Il Consiglio di amministrazione ha dato mandato ai propri legali di impugnare il provevdimento in Cassazione, ma dietro le dimissioni c’è probabilmente anche la consapevolezza che la strada per andare avanti si è fatta davvero stretta. In ogni caso, infatti, “il padrone” – quello che aveva stornato dall’azienda fondi giganteschi invece di investire nell’azienda – non è più presentabile in pubblico. Né in Italia, né soprattutto all’estero. Se l’Ilva deve sopravvivere, insomma, può farlo solo liberandosi di questo “sanfedista” ormai senza credibilità
Il Consiglio di amministrazione dell’Ilva – l’ec prefetto Bruno Ferrante, Enrico Bondi e Giuseppe De Iure – ha presentato le dimissioni con effetto a far data dall’assemblea dei soci, convocato per il 5 giugno alle 9, ponendo all’ordine del giorno la nomina del nuovo consiglio di amministrazione.
«Il provvedimento di sequestro ha effetti – spiega l’Ilva in una nota – oggettivamente negativi per Ilva, i cui beni sono tutti strettamente indispensabili all’attività industriale e per questo tutelati dalla legge n.231 del 2012, dichiarata legittima dalla Corte Costituzionale».
Un richiamo che vorrebbe essere anche un ricatto nei confronti della magistratura, oltre che una “chiamata” al governo perché intervenga ancora una volta per sbarrare la strada ai giudici e riconsegnare l’azienda all’irresponsabilità totale nei confronti sia dei lavoratori che della popolazione del territorio circostante.

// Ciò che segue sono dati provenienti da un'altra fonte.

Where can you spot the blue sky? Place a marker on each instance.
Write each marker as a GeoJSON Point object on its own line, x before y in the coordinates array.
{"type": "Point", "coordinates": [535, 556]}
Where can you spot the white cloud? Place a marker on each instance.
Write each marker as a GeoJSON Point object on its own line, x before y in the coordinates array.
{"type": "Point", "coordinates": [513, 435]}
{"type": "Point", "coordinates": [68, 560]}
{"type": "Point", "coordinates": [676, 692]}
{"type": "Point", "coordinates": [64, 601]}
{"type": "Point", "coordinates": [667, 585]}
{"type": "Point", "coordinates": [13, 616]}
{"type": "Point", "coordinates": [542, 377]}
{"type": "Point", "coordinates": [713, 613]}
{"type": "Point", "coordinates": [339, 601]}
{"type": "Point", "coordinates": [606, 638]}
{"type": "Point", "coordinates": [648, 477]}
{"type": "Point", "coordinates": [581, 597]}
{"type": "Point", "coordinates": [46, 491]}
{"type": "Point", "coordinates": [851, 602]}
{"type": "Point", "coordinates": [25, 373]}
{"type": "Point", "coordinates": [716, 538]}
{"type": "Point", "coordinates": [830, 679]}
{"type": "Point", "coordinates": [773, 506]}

Nel ricatto, ovviamente, vengono subito fatti rientrare i lavoratori (e infatti i sindacati complici, a partire dalla Ui – cui è necessario iscriversi, in città, per poter avere qualche vaga speranza di essere assunti in azienda). Con i sequestri disposti dal gip di Taranto, scrive in nota nota il cda uscente, «sono a rischio 24 mila posti di lavoro diretti, 40 mila con l’indotto». «Si sta mettendo in pericolo tutto, c’è il rischio concreto che decine di migliaia di persone restino senza lavoro».
Non vi sembra commovente tanto interessamento per quegli stessi lavoratori che, in tempinormali, l’Ilva manda quotidianamente incontro alla morte? Sia per l’inquinamento senza freni, che per la mancanza di misure di sicurezza nella produzione.
La strada può essere a questo punto solo un’altra. La produzione di acciaio è un’industria strategica: deve perciò tornare allo Stato, senza indennizzo per i Riva. Immediatamente.